26 November 2014
President Juncker’s €315bn EU Investment Package needs to unlock private investment, but it cannot be a substitute for economic reforms that will encourage more private investment into Europe’s economy, Syed Kamall, President of the Eurorealist European Conservatives and Reformists Group said this morning.
President Juncker’s €315bn EU Investment Package needs to unlock private investment, but it cannot be a substitute for economic reforms that will encourage more private investment into Europe’s economy, Syed Kamall, President of the Eurorealist European Conservatives and Reformists Group said this morning.
Speaking in the debate where President Juncker launched the initiative, Dr Kamall warned that many private investors are wary of investing in government projects, and said that projects must deliver real added value, without passing real risks onto European taxpayers. “How do we avoid a situation where for private investors it’s heads they win, tails taxpayers lose?” Kamall asked.
Asking President Juncker for more detail on the initiative, he said the commission also needs to ask the broader questions about why companies are not investing in Europe, and particularly the eurozone at the moment.
Responding to President Juncker’s analogy that the fund will act like a watering can for Europe’s economy, he said:
“I like your analogy of using the watering can. How do we make sure it is a watering can that stimulates growth? How do we make sure that it’s not a government flood that washes away private investment? Or a private irrigation system that is never turned on?”
He went on:
“What we need are detailed answers to some of our questions. I’ve talked to a number of private investors, and asked them what stops them from investing. I was talking to a large institutional investor last week with over 600 billion Pounds of assets under management and they told me that quite often government projects are fanciful. They don’t see any real return. How do we make sure that we have projects that are attractive to private investors?
“Venture capitalists tell me that they don’t invest. That the Alternative Investment Fund Managers Directive and other EU legislation make the EU less attractive to invest. How do we tackle those issues?
“A former German industrialist was talking to me the other day and he said why is it that the non-eurozone is so much better at attracting investment than the eurozone. Is the euro the key to that question?
“But the key to the package is how do we unlock this investment? How do we make sure that we’re not just talking about money and that we have the reforms that unlock these investments.

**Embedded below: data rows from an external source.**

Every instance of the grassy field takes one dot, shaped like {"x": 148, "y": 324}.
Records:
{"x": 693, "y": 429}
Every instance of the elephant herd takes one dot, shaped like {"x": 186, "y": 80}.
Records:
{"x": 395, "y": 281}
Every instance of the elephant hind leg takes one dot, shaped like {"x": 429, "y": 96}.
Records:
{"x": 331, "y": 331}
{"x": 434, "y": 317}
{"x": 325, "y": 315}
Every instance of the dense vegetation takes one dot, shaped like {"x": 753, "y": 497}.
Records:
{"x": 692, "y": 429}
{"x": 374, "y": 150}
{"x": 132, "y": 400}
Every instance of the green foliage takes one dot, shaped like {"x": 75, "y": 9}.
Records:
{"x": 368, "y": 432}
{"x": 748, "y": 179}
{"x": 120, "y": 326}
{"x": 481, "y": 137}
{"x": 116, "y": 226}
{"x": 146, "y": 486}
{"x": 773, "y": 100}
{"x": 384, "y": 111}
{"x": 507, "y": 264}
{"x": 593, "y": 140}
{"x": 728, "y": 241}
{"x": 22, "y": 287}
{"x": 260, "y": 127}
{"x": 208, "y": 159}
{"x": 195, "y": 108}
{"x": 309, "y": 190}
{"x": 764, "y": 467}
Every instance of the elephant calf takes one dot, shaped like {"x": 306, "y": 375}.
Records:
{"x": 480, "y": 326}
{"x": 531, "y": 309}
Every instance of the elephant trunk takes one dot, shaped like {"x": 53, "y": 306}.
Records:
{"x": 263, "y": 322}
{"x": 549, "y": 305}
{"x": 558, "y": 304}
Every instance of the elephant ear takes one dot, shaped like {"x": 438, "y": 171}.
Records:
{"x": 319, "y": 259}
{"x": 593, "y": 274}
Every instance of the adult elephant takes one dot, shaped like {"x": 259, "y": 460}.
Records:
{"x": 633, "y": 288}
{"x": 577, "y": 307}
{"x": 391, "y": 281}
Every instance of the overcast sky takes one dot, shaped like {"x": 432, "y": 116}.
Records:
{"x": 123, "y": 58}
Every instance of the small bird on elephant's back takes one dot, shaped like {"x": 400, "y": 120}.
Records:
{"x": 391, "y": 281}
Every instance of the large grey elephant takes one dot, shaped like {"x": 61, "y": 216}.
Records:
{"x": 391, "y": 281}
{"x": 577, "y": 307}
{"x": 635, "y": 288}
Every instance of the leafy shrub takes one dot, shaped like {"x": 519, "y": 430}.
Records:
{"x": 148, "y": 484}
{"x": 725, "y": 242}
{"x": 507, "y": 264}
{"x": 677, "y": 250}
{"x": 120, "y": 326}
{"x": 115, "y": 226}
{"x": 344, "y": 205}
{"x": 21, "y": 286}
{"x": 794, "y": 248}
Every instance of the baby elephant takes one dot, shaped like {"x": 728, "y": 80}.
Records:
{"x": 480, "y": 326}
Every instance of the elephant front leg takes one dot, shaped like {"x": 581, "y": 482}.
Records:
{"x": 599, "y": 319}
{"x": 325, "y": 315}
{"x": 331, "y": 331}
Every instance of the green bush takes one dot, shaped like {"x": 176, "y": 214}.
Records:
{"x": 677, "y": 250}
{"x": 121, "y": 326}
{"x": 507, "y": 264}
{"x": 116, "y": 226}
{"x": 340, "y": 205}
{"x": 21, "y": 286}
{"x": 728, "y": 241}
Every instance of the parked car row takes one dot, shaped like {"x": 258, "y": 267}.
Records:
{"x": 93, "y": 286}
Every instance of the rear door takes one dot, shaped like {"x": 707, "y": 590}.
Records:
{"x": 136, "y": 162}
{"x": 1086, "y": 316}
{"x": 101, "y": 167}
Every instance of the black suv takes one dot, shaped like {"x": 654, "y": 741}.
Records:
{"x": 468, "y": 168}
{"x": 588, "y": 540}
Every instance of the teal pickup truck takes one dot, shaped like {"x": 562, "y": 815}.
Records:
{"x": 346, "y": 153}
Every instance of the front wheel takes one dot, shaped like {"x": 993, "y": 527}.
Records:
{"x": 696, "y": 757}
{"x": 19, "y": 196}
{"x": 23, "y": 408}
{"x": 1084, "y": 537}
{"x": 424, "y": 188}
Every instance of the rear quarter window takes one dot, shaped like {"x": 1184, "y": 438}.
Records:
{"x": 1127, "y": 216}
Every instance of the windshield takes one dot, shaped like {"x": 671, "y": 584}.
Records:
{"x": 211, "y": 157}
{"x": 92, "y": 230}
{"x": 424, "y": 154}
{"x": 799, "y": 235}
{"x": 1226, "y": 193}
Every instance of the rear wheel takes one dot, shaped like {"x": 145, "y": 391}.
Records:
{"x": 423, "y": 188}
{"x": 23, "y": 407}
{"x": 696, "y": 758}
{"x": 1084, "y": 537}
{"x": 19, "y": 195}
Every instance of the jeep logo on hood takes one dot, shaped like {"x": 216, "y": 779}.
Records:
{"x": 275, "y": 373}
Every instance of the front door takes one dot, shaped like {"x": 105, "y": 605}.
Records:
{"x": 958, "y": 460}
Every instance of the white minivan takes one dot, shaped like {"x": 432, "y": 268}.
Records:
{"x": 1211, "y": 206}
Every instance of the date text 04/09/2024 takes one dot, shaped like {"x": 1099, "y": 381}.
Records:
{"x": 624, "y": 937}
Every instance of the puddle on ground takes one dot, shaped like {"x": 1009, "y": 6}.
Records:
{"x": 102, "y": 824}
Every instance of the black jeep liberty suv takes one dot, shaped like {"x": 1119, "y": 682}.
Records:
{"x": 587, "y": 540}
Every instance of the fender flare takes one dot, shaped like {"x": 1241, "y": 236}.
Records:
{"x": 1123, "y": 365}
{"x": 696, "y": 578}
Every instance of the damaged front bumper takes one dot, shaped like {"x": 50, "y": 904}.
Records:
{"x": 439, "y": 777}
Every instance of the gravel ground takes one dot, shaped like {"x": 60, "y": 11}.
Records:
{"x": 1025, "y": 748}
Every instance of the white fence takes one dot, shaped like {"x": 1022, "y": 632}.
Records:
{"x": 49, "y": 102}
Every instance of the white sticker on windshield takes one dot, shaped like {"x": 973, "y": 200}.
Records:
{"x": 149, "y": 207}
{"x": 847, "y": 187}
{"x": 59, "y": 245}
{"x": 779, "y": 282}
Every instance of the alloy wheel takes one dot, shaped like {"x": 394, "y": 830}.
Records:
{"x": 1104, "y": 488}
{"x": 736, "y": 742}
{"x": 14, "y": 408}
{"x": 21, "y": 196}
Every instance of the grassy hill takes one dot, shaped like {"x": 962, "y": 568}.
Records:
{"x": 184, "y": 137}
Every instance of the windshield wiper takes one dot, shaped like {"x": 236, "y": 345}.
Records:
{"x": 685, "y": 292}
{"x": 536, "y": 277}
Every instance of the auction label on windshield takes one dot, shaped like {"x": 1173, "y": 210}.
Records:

“Let me give you a couple of examples. A few years ago a British company wanted to invest in Brindisi in Italy. They spent over 11 years trying to invest in a LNG terminal. A huge infrastructure project. But they walked away after 11 years because of bureaucracy and frustration. How do we make sure that red tape like that doesn’t stop investment in infrastructure?
“Or the other example of Castellon airport. Millions of Euros of public money, but forty-four months after being inaugurated it hasn’t opened.
“So the questions we have to ask are, how we unlock this private investment without taxpayers taking on the burden of risk. How do we avoid a situation where for private investors it’s heads they win, tails taxpayers lose? And how do we avoid more Brindisi’s or more Castellon’s?
“Answer those questions Mr Juncker, give us real detail about these investments, tell us why the private sector is not investing at the moment, and maybe then we can support your project.”